A first aid kit must be always readily accessible to FCS staff and, at minimum, contain the following items:

  • Anti-bacterial hand sanitizer
  • Adhesive bandages
  • Sterile gauze pads
  • Tweezers
  • Tape
  • Scissors
  • Disposable gloves

It is recommended that child development laboratories have easy access to telephone service to facilitate direct contact between parents/guardians and the child development lab.

Bodily fluid cleanup kits containing disposable gloves and sterile gauze in a disposable bag must be readily available in each area where children are always present.

At least one staff member must be able to administer first aid and have the first aid kit readily available.
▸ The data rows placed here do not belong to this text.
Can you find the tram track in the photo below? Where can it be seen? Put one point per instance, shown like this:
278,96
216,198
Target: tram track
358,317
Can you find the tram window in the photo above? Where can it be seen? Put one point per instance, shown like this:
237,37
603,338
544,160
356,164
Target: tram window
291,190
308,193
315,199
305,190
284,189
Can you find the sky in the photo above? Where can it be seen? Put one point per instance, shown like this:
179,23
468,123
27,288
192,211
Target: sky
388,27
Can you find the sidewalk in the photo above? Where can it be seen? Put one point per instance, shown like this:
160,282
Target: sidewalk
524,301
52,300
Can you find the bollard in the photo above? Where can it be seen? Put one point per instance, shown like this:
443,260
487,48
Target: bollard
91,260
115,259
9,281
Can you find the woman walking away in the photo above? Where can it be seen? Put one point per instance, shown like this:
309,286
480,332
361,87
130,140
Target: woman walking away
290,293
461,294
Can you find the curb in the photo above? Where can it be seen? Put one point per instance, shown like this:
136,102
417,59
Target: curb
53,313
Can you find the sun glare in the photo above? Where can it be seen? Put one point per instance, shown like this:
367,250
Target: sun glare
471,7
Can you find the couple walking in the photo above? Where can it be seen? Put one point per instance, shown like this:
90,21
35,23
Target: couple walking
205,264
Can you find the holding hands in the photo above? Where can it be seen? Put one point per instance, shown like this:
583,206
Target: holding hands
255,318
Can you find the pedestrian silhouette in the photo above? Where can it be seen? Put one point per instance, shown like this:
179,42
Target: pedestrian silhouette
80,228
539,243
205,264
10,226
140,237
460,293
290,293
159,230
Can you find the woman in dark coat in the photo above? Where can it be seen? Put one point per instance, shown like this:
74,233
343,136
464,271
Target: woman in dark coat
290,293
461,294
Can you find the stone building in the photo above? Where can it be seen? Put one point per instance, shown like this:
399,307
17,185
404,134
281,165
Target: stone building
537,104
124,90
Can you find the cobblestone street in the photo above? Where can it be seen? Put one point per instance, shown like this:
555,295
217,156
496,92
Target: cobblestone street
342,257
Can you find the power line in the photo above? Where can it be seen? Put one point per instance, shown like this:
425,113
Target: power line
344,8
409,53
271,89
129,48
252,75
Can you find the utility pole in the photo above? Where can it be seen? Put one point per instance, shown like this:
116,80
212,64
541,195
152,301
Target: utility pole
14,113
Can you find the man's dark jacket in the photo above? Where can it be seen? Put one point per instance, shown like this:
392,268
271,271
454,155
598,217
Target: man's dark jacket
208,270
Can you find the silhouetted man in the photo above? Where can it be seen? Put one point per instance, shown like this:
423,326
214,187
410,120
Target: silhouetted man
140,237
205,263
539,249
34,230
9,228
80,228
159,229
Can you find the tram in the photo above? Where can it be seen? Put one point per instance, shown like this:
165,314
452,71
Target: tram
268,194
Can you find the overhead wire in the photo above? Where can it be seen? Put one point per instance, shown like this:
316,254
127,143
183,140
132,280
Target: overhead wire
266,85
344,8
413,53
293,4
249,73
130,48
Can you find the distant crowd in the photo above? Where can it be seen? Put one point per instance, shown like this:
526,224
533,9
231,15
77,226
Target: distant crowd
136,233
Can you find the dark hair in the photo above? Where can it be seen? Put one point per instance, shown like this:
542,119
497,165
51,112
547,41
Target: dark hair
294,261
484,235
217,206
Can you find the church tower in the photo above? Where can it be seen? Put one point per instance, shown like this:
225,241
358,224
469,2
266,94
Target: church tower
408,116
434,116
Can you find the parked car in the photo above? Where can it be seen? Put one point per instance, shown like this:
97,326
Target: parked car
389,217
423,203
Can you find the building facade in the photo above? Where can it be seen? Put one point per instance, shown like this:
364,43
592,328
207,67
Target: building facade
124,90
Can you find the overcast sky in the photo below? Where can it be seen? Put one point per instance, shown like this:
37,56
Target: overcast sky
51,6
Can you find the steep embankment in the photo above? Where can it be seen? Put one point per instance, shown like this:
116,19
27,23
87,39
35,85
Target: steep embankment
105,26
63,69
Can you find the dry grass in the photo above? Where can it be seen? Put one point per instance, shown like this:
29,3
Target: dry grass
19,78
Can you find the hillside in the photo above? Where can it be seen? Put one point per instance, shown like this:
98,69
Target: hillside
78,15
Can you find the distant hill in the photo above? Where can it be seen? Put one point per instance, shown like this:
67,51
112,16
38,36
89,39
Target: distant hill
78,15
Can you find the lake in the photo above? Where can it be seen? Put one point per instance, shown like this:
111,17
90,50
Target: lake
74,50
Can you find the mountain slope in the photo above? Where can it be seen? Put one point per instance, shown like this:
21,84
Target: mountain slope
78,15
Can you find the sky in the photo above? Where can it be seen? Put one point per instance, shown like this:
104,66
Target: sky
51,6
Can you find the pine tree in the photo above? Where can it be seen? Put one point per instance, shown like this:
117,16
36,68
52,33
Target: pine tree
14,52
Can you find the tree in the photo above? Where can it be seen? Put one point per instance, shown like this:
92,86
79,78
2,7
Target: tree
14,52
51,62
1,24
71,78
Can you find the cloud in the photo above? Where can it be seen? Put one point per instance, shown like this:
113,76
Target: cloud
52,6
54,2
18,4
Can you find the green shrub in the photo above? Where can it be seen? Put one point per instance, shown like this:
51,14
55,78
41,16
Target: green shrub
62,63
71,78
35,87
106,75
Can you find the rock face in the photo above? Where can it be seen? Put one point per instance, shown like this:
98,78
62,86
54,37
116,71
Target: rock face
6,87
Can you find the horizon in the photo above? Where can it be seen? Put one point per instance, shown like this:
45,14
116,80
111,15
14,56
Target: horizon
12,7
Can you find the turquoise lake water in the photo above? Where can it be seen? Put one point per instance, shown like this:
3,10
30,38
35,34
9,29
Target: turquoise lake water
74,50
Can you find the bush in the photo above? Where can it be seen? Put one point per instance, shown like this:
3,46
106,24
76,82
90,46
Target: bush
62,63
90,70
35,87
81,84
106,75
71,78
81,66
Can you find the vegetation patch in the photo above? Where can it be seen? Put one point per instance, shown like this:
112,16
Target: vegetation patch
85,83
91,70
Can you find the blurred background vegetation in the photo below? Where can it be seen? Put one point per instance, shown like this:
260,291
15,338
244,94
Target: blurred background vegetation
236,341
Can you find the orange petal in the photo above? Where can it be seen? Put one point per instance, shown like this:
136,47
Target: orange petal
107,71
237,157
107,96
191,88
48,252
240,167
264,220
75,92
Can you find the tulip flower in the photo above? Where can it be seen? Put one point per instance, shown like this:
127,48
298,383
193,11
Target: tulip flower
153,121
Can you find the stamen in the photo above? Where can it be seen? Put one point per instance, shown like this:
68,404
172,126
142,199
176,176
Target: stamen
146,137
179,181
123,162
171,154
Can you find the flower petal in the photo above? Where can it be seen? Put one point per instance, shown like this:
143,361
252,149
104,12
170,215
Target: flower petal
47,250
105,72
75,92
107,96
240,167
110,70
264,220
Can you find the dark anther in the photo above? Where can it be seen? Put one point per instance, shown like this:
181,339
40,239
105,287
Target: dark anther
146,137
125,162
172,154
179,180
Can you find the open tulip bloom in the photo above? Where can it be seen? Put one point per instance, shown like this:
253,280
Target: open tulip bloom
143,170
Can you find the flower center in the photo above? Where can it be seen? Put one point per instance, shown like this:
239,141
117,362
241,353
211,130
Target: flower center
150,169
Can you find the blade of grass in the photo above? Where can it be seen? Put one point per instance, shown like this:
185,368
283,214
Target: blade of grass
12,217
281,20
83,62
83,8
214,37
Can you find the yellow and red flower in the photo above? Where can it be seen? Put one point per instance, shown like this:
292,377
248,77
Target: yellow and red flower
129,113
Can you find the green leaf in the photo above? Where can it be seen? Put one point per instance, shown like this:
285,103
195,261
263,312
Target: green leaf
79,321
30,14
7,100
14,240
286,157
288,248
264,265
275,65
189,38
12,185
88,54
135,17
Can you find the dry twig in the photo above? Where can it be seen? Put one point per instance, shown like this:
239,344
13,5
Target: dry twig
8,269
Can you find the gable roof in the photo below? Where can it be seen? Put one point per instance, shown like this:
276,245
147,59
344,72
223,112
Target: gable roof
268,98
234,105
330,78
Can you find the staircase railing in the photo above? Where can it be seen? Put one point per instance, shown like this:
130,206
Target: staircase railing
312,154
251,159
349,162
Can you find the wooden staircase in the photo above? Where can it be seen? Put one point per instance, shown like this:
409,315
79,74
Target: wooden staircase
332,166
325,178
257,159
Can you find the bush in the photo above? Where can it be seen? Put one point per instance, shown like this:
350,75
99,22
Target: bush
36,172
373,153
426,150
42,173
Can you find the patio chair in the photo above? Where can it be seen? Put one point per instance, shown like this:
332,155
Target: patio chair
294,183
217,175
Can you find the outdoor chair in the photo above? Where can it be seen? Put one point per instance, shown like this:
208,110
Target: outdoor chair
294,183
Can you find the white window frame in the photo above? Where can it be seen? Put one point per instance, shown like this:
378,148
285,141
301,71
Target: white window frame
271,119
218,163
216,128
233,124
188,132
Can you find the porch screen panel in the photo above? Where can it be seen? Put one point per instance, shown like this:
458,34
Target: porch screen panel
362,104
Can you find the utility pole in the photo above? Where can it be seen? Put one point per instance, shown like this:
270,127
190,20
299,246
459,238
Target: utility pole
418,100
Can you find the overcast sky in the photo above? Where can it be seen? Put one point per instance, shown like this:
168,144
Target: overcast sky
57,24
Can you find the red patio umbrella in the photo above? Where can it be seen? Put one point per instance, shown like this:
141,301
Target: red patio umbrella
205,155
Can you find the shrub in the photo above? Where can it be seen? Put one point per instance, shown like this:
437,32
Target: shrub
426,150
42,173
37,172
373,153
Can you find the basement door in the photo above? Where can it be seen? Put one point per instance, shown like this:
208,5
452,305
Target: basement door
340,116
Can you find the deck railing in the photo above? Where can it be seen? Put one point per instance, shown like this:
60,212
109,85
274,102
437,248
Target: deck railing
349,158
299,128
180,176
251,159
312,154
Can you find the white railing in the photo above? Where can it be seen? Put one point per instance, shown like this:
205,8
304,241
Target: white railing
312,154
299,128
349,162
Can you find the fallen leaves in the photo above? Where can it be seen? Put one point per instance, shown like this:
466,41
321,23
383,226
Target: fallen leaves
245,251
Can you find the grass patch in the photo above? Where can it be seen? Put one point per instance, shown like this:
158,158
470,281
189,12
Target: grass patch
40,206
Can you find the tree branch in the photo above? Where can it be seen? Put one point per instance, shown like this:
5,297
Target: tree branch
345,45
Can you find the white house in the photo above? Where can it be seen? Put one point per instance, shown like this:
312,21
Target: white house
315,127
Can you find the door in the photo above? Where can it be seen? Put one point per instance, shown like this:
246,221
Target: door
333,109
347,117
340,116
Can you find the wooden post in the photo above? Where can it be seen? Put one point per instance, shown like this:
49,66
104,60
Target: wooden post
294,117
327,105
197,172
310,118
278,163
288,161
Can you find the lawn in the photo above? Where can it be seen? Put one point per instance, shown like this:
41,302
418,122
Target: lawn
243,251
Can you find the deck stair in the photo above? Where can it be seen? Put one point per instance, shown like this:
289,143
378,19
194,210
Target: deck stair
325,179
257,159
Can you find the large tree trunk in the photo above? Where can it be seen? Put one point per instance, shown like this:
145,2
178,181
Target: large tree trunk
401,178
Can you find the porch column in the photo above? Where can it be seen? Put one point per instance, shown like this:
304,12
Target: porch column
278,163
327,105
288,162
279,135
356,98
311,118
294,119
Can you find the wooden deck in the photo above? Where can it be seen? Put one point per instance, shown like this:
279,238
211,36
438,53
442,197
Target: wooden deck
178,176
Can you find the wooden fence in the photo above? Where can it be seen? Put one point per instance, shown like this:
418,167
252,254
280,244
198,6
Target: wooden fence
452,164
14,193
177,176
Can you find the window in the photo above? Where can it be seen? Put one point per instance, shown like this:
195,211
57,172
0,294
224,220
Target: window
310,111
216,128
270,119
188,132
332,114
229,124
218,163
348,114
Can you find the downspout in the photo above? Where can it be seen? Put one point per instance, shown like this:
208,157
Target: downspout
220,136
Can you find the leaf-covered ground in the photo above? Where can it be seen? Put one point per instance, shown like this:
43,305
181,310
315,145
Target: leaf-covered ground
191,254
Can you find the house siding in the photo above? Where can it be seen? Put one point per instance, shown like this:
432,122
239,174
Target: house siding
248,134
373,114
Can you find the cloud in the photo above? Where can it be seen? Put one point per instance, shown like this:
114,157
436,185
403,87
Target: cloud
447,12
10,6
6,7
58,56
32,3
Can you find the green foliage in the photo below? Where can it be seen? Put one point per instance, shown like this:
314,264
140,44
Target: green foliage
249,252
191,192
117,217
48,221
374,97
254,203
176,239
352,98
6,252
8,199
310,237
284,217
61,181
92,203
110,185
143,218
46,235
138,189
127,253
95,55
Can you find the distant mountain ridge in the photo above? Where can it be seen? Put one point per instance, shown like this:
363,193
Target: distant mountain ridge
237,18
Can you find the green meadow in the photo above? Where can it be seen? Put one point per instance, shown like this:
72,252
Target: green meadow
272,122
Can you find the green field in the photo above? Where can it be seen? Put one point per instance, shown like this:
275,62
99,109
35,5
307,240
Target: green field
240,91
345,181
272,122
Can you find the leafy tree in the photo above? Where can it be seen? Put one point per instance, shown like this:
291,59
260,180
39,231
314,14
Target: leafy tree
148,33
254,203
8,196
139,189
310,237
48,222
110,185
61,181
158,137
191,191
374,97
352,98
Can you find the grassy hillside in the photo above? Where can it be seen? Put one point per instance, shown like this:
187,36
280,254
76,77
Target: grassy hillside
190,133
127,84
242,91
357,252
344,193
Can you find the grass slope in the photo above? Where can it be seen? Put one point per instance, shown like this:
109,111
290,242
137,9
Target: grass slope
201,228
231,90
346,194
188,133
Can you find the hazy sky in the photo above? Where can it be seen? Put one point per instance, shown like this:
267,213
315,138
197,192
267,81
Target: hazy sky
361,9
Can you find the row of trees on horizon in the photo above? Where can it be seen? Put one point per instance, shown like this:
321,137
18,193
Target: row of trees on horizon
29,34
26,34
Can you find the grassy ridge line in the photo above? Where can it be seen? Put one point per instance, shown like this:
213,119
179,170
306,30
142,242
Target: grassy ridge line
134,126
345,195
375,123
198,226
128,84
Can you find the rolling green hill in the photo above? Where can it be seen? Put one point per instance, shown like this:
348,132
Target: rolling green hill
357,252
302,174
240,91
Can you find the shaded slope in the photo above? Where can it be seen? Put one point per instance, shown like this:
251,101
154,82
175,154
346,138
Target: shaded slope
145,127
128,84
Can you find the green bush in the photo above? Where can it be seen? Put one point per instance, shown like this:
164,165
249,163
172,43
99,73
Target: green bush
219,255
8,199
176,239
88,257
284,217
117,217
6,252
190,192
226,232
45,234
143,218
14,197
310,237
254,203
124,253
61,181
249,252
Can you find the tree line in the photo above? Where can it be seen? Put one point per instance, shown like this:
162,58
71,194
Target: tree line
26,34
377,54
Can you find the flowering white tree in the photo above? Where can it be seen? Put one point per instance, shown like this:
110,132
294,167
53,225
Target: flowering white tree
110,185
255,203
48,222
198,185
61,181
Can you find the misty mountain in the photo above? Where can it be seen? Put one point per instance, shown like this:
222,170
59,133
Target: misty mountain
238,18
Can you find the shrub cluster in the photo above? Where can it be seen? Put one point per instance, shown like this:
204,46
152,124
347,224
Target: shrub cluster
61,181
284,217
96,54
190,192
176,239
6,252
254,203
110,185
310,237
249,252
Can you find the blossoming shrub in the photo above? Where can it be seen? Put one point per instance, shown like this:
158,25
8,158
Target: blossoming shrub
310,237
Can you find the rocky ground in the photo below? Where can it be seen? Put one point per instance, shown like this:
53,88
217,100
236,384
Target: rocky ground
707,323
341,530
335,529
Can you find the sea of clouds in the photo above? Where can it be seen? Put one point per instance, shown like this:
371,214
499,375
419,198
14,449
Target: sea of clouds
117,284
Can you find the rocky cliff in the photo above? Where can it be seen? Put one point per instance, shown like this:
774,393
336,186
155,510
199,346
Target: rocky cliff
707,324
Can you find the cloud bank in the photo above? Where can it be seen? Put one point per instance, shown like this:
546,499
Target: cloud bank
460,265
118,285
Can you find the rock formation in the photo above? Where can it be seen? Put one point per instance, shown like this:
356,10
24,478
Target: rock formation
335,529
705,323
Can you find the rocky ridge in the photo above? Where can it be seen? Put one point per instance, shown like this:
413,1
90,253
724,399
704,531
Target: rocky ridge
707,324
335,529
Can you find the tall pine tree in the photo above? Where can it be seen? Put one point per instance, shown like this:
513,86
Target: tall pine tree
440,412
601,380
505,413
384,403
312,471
A school shall make specific and adequate provisions for protecting the health of the students and for safeguarding their physical welfare.

Indoor Safety

  • Play equipment used by children must be clean, in good repair, and free from rough edges, sharp corners, pinch and crush points, splinters and exposed bolts.
  • Play equipment must be age appropriate.
  • Indoor climbing equipment must be used over a protective surface that does not interfere with the stability of the equipment.
  • Protective receptacle covers must be placed in electrical outlets accessible to pre-school children.
  • Cleaning materials and other toxic materials must be kept in a container or area that is locked or inaccessible to children and away from food, food preparation areas, and childcare spaces.
  • There shall be a minimum of 35 square feet of floor space per child in the indoor classrooms, exclusive of offices, sanitary facilities, storage spaces and other auxiliary rooms. Classrooms shall have a minimum height of 8-foot ceilings.

Outdoor Safety

  • Outdoor play space must be protected from unsafe areas or conditions. If unsafe areas or conditions exist, a physical barrier must be employed. Barriers may be permanent or portable but must be in use when children are present.
  • Outdoor space must be safe for large muscle activity, including riding, climbing, jumping, and running.
  • Bike riding must take place in a designated area, separate from other play activities. Bike riders must wear age-appropriate protective helmets.
  • Outdoor play equipment must be age appropriate, clean and in good repair free from rough edges, sharp corners, pinch and crush points, splinter, and exposed bolts.
  • Outdoor climbing equipment must be stable and used over a protective surface of impact-absorbing materials.
  • A water play table or a container used for water play that contains unfiltered water must be emptied and cleaned daily.
  • There shall be a minimum of 60 square feet of accessible space per child in the outdoor activity area, which shall be free of hazards. Outdoor play areas which are adjacent to traffic, steep banks, water or other unsafe areas shall be fenced.
  • If a school playground is adjacent to a public highway, waterway, ditch or other unsafe surrounds shall be fenced or have natural barriers to restrict children from these areas.

Fire, Bomb Threat, or Other Emergency Procedures

In accordance with local district policy, evacuation procedures must be posted in each classroom and followed in the event of real emergency or drill.

A school shall have a written plan for emergency evacuations and shall conduct monthly fire drills. All fire drills must be logged and recorded monthly.

Shelter in Place Procedures

In the event of a chemical, biological, or national emergency, shelter in place guidelines should be followed. In the event of such an emergency, children outdoors would be brought inside the building without delay, closing windows, and locking entry doors to the school for a better seal. FCS teachers would immediately take attendance to be certain all children are present.

For the everyone's safety, the school would be kept in lockdown status. This condition would mean that staff and children would not be permitted to leave the facility until an official all clear message is given. While being separated from a child in an emergency can be extremely unsettling, having parents come to the school to pick up their child could expose themselves, their child, and others in the lab school to hazardous conditions. It is expected that parents cooperate with these guidelines.